Aquel día amaba a las chicas que estaban al final del porche y lo proclamaba a los cuatro vientos sin importarle que allí, junto a ellas, estuvieran sus maridos. En medio de un ataque de euforia podía amar a todas las mujeres de la tierra y de regreso soñar, sentir la melancolía más insólita,  y echar de menos a alguna mujer bella con la que hubiera imaginado un mundo perfecto. 

Los botellines nos hacían sentir bien pero era una cuestión de presencia, su presencia. La buena conversación estaba asegurada siempre que él estaba allí, no importaba de que habláramos,  del mayor disparate que se nos pasara por la cabeza o de cualquier tema serio.  Abundaba entre todos nosotros una sensación de bienestar cuando él estaba, a pesar de que en muchas ocasiones, algún arrebato apasionado suyo hiciera que alguien saliera mal parado, casi siempre le tocaba a Sonia. Con ella era una cuestión de amistad, y el dolor de la reprimenda daba paso al amor fraternal. Su relación con los demás siempre era intensa y se implicaba tanto en sus problemas, que los sufría como propios.  

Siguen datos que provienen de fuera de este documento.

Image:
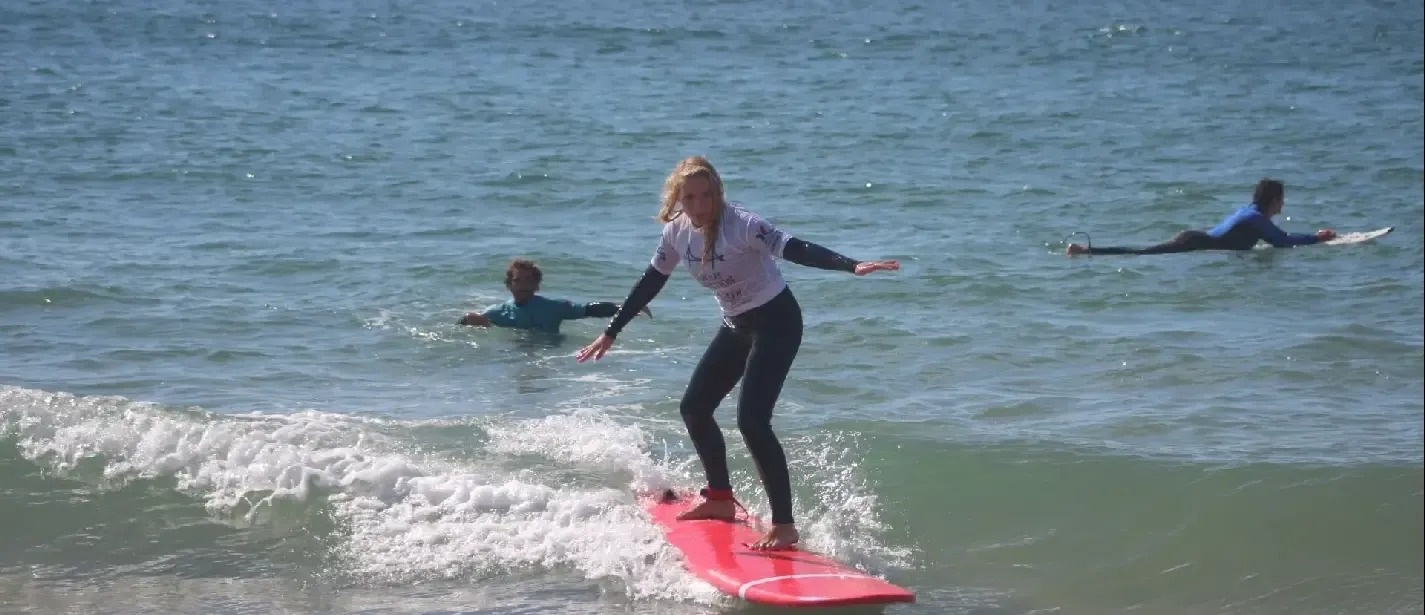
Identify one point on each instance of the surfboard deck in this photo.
(1358, 237)
(1348, 238)
(716, 551)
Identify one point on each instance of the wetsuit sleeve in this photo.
(808, 254)
(1274, 235)
(600, 309)
(639, 298)
(569, 311)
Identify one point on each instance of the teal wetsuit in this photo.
(1239, 231)
(543, 313)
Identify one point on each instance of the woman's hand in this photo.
(594, 349)
(862, 268)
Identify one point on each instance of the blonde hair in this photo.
(670, 211)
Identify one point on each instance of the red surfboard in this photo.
(716, 551)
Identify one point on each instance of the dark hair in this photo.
(522, 265)
(1268, 191)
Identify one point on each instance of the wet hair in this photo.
(691, 167)
(1268, 191)
(523, 265)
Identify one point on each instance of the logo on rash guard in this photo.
(691, 258)
(765, 235)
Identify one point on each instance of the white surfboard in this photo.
(1358, 237)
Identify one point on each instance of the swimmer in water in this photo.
(530, 311)
(1240, 231)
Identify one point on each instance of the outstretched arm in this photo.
(639, 298)
(473, 319)
(812, 255)
(606, 309)
(808, 254)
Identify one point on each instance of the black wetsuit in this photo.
(755, 346)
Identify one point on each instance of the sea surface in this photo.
(235, 238)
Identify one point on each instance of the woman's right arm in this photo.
(639, 298)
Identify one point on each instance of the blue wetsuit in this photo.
(1249, 225)
(1239, 231)
(543, 313)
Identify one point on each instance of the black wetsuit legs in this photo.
(1186, 241)
(755, 348)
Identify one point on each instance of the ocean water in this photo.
(234, 239)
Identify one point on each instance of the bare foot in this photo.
(781, 537)
(720, 510)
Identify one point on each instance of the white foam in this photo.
(408, 517)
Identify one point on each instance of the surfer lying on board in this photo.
(731, 251)
(529, 311)
(1240, 231)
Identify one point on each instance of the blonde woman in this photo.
(731, 251)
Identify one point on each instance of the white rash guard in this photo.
(741, 272)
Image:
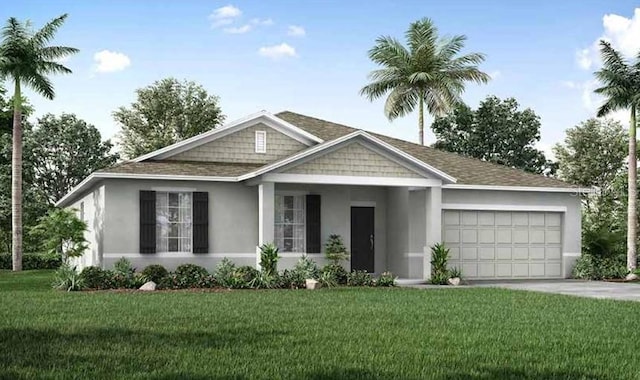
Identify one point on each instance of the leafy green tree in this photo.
(62, 233)
(27, 59)
(593, 155)
(429, 70)
(620, 85)
(498, 131)
(65, 150)
(164, 113)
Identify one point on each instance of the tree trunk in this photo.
(633, 178)
(421, 122)
(16, 181)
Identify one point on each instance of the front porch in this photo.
(386, 225)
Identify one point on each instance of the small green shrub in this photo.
(67, 278)
(590, 267)
(336, 272)
(155, 273)
(359, 278)
(455, 272)
(96, 278)
(187, 276)
(439, 258)
(269, 259)
(224, 273)
(335, 250)
(386, 279)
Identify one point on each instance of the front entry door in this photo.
(362, 238)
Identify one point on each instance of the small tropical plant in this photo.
(439, 259)
(335, 250)
(386, 279)
(67, 278)
(269, 259)
(62, 233)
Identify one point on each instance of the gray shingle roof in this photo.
(192, 168)
(467, 171)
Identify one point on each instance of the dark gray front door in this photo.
(362, 238)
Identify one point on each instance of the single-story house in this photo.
(294, 180)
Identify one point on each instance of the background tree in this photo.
(65, 150)
(428, 71)
(620, 85)
(593, 155)
(27, 59)
(164, 113)
(496, 132)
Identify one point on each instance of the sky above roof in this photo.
(311, 57)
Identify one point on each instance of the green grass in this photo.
(335, 333)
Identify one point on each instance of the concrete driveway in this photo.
(592, 289)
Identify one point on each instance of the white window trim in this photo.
(304, 211)
(176, 253)
(262, 149)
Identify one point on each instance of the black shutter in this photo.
(200, 222)
(313, 224)
(147, 221)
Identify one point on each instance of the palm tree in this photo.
(429, 71)
(26, 59)
(620, 85)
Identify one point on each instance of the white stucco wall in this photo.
(93, 203)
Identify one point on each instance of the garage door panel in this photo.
(504, 244)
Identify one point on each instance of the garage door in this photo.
(504, 244)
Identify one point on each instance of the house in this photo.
(294, 180)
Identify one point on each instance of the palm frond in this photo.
(48, 31)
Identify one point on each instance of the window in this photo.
(173, 222)
(261, 142)
(290, 223)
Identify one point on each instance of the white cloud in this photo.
(296, 31)
(110, 61)
(238, 30)
(620, 31)
(277, 51)
(224, 15)
(262, 22)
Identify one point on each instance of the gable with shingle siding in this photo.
(240, 147)
(354, 159)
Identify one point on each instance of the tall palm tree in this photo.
(620, 85)
(26, 59)
(429, 71)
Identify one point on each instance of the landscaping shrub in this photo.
(67, 278)
(155, 273)
(96, 278)
(590, 267)
(33, 261)
(386, 279)
(359, 278)
(224, 273)
(335, 250)
(439, 258)
(334, 273)
(187, 276)
(269, 259)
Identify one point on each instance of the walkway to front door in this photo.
(362, 238)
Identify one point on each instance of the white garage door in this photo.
(504, 244)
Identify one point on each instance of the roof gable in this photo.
(466, 170)
(262, 117)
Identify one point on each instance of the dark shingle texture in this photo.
(467, 171)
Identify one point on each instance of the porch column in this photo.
(434, 225)
(266, 216)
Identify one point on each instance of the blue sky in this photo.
(311, 57)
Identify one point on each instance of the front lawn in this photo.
(332, 333)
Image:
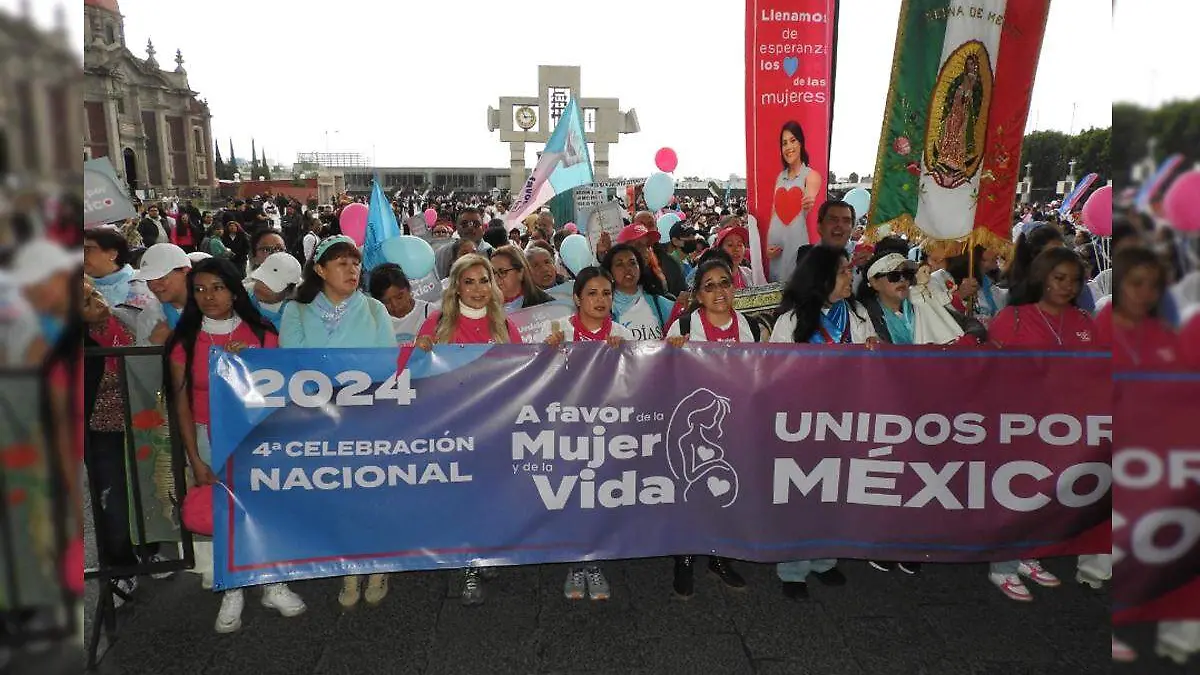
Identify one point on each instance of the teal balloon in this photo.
(859, 198)
(666, 221)
(412, 254)
(658, 191)
(576, 254)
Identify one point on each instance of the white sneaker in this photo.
(1012, 586)
(229, 616)
(377, 589)
(281, 598)
(351, 592)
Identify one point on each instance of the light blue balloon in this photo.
(859, 198)
(658, 190)
(665, 222)
(576, 254)
(412, 254)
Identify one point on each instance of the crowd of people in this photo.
(240, 278)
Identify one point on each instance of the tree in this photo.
(1047, 150)
(219, 163)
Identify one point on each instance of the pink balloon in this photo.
(666, 160)
(1098, 211)
(1182, 202)
(354, 222)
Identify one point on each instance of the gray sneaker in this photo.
(576, 585)
(598, 586)
(472, 587)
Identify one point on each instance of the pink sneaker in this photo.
(1122, 652)
(1037, 573)
(1012, 586)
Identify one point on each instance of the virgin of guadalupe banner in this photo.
(949, 150)
(790, 47)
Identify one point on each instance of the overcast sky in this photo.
(411, 83)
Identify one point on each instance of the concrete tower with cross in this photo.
(532, 119)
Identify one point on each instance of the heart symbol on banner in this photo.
(789, 203)
(718, 487)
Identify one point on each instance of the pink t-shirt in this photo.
(205, 341)
(1149, 345)
(468, 330)
(1027, 326)
(1189, 342)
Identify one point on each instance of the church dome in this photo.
(107, 5)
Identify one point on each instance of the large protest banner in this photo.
(1156, 499)
(511, 454)
(790, 55)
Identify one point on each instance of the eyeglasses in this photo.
(894, 276)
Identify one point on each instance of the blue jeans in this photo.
(799, 569)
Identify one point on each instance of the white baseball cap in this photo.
(889, 262)
(41, 260)
(161, 260)
(279, 272)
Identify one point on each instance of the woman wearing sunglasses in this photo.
(709, 317)
(897, 320)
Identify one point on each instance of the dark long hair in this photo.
(798, 132)
(190, 320)
(1029, 245)
(312, 284)
(1133, 257)
(109, 239)
(809, 290)
(1039, 272)
(588, 274)
(648, 281)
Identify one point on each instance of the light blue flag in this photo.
(563, 165)
(381, 226)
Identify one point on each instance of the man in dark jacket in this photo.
(671, 268)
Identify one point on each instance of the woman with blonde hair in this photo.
(472, 309)
(472, 314)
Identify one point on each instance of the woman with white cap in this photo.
(217, 316)
(330, 311)
(273, 284)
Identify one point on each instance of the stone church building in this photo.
(148, 120)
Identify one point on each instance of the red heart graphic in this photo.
(789, 203)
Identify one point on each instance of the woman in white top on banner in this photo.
(796, 191)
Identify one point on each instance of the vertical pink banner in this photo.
(790, 57)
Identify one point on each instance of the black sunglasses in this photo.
(895, 275)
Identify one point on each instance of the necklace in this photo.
(1057, 334)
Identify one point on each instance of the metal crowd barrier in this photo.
(106, 615)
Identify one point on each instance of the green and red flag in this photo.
(949, 151)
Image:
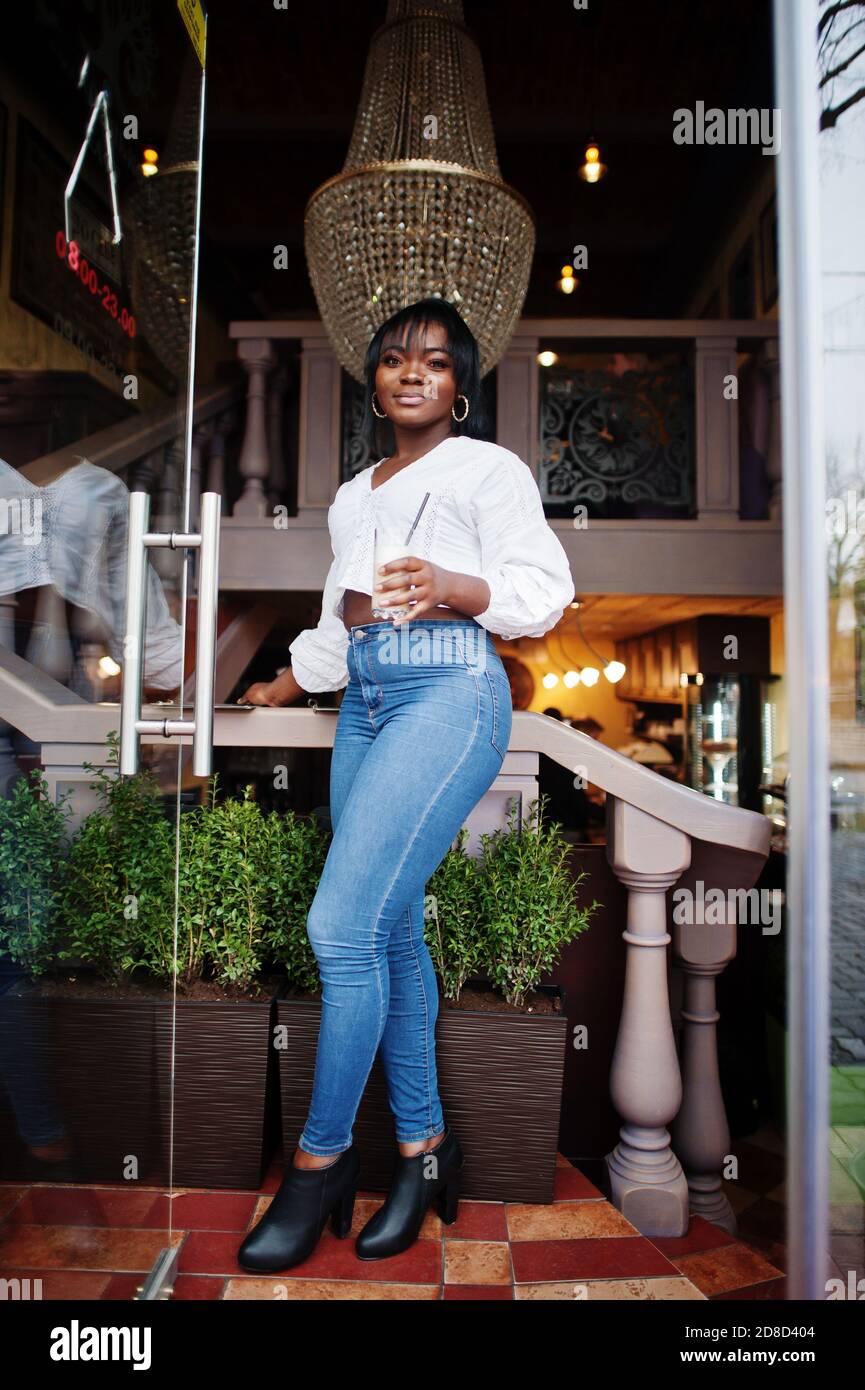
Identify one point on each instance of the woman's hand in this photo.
(412, 578)
(259, 694)
(277, 692)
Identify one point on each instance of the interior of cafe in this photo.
(203, 217)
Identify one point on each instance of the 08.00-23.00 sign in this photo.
(70, 252)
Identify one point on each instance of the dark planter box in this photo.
(499, 1077)
(104, 1068)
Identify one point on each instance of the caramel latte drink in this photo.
(390, 545)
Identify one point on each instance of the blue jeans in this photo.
(422, 734)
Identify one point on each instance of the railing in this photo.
(661, 836)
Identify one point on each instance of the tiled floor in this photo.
(99, 1241)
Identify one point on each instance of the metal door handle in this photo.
(200, 724)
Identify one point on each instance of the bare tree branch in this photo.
(828, 15)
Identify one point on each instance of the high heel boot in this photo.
(416, 1183)
(292, 1225)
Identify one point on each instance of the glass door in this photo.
(821, 92)
(102, 116)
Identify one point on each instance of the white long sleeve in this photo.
(319, 653)
(522, 558)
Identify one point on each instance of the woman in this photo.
(422, 734)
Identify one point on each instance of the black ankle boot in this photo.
(416, 1183)
(292, 1225)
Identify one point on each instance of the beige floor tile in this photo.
(477, 1262)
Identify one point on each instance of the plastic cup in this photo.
(388, 545)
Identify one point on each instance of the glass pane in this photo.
(103, 111)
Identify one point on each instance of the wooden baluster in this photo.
(9, 766)
(771, 360)
(216, 463)
(276, 405)
(647, 1182)
(701, 1134)
(257, 356)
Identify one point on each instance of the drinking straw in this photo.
(417, 517)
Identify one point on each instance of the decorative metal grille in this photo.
(618, 439)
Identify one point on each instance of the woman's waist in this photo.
(426, 641)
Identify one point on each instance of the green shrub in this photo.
(529, 905)
(454, 919)
(32, 848)
(295, 859)
(223, 895)
(116, 898)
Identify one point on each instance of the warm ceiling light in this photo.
(591, 170)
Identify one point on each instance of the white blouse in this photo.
(484, 517)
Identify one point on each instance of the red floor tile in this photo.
(111, 1233)
(701, 1235)
(602, 1257)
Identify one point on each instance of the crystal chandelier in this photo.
(420, 207)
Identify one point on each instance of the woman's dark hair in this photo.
(463, 349)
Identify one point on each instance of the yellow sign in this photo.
(196, 24)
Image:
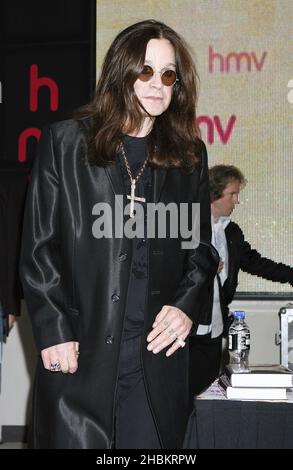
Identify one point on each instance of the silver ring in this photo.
(181, 342)
(173, 335)
(55, 367)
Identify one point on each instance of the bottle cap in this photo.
(239, 314)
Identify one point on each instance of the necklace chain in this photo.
(132, 179)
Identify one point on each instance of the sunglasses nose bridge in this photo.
(156, 78)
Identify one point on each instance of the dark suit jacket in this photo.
(243, 257)
(205, 353)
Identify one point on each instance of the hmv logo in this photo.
(235, 61)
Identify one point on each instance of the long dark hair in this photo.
(115, 109)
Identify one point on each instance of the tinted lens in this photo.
(146, 74)
(169, 77)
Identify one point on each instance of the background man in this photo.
(235, 253)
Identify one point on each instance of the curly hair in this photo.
(115, 109)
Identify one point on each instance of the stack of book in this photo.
(260, 382)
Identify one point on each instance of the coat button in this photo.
(122, 256)
(109, 339)
(115, 298)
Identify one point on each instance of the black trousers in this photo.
(135, 425)
(204, 362)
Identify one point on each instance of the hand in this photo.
(171, 325)
(11, 321)
(221, 265)
(63, 356)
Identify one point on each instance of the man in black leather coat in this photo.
(236, 254)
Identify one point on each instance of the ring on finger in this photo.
(181, 342)
(55, 367)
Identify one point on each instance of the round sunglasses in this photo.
(168, 77)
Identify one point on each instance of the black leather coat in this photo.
(75, 287)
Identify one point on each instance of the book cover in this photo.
(251, 393)
(262, 375)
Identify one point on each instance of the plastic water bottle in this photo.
(239, 342)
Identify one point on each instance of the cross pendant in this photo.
(133, 198)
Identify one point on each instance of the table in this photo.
(234, 424)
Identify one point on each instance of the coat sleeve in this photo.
(40, 265)
(253, 263)
(202, 262)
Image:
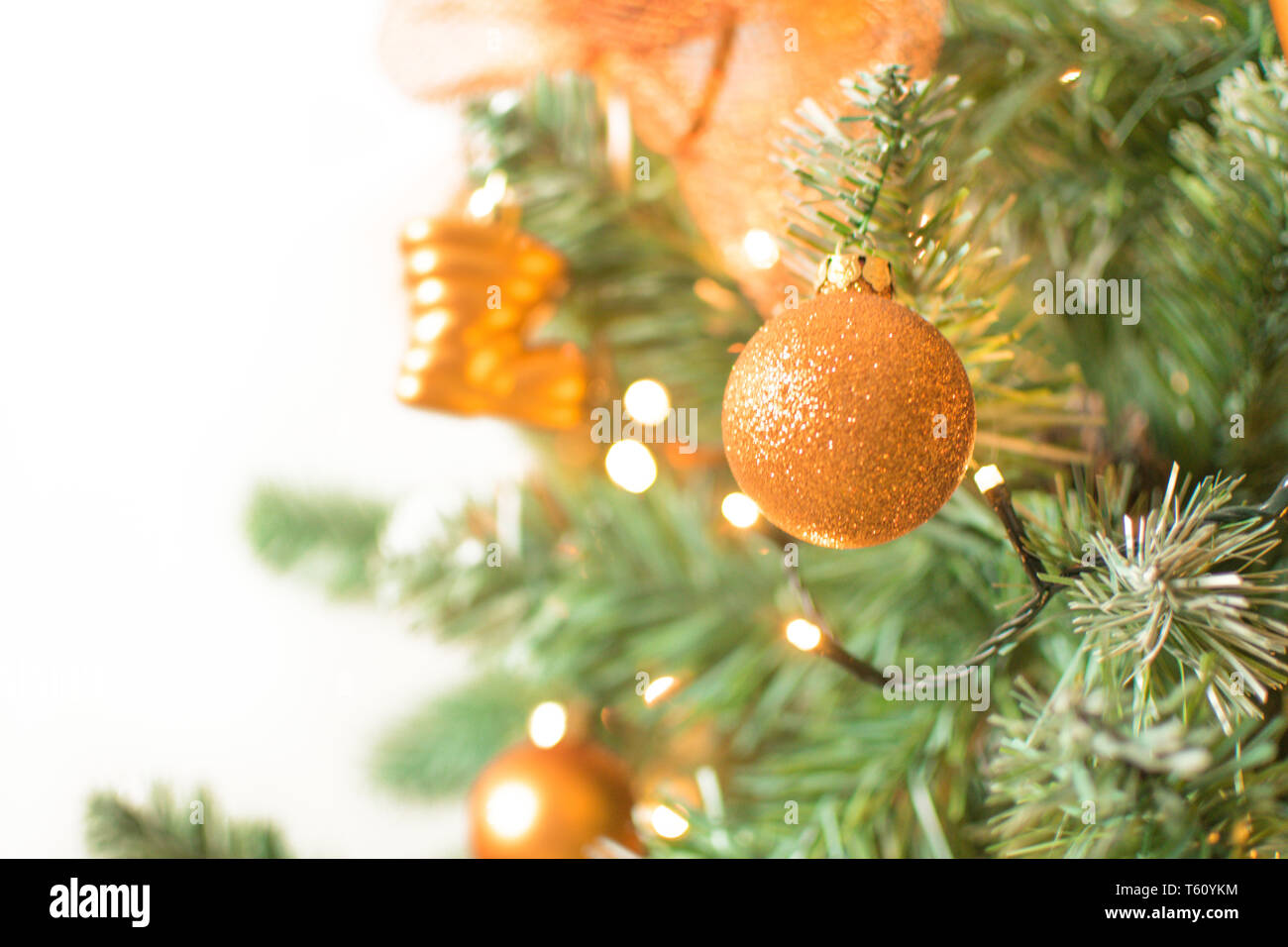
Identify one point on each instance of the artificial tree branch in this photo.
(999, 496)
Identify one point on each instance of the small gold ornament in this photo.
(478, 289)
(552, 802)
(849, 420)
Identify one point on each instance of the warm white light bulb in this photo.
(484, 200)
(548, 724)
(760, 248)
(741, 510)
(511, 809)
(804, 634)
(658, 688)
(630, 466)
(988, 476)
(647, 401)
(668, 822)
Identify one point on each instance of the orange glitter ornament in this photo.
(849, 420)
(552, 802)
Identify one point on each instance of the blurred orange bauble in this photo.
(708, 81)
(550, 802)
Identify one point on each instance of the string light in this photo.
(548, 724)
(741, 510)
(511, 809)
(668, 822)
(988, 476)
(484, 200)
(630, 466)
(657, 689)
(804, 634)
(647, 401)
(761, 249)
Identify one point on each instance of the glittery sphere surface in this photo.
(849, 420)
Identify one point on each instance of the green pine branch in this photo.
(166, 827)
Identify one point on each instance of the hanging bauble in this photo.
(849, 420)
(478, 289)
(552, 802)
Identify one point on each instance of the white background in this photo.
(198, 209)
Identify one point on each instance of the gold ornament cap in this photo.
(854, 273)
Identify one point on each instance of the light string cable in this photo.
(999, 496)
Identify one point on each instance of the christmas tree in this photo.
(1081, 652)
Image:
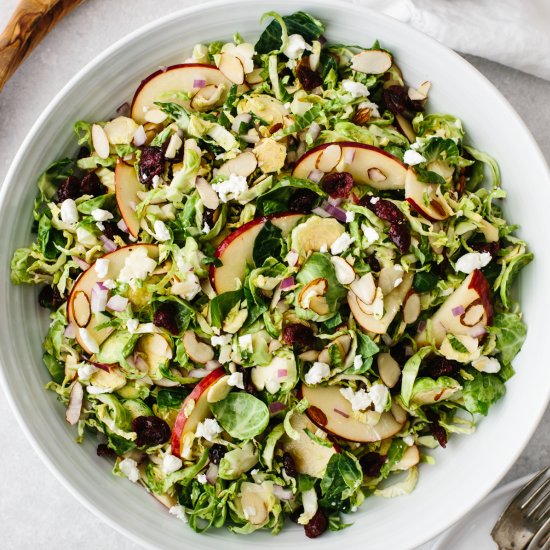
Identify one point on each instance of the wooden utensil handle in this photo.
(30, 22)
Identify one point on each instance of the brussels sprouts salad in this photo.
(276, 281)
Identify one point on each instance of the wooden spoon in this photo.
(30, 22)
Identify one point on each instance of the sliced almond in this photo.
(100, 141)
(242, 165)
(411, 308)
(81, 309)
(231, 67)
(199, 352)
(344, 271)
(329, 158)
(376, 175)
(156, 116)
(388, 369)
(208, 196)
(371, 62)
(364, 288)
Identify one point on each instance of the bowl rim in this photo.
(119, 45)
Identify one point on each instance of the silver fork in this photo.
(525, 514)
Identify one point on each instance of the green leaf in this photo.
(241, 415)
(481, 392)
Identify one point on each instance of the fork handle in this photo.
(30, 22)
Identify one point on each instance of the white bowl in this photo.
(470, 466)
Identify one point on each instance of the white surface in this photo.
(34, 507)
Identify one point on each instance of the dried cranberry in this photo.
(309, 79)
(289, 465)
(298, 334)
(165, 317)
(150, 430)
(105, 451)
(400, 236)
(151, 164)
(372, 463)
(69, 189)
(50, 297)
(317, 525)
(91, 185)
(338, 184)
(216, 453)
(302, 200)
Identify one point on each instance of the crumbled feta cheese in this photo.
(341, 244)
(171, 464)
(472, 261)
(161, 231)
(137, 266)
(412, 157)
(89, 342)
(231, 188)
(131, 325)
(209, 429)
(370, 234)
(100, 215)
(356, 89)
(359, 400)
(486, 364)
(236, 380)
(295, 46)
(379, 395)
(178, 511)
(102, 267)
(317, 372)
(69, 213)
(86, 371)
(129, 468)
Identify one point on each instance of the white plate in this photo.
(470, 466)
(474, 529)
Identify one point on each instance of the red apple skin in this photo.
(480, 284)
(181, 420)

Habían pasado quince días desde la última vez que nos vimos y durante ese tiempo no dejé de dar vueltas a una historia que contó: _A los noventa y siete años, mi abuela le dijo a mi madre que se iba a acostar, que estaba muy cansada y que ya no se levantaría nunca más de la cama…  a los ocho días, ya no despertó”.

He visto ebrio la lluvia y me ha dado paz. La misma lluvia estancada que pudre las hojas muertas.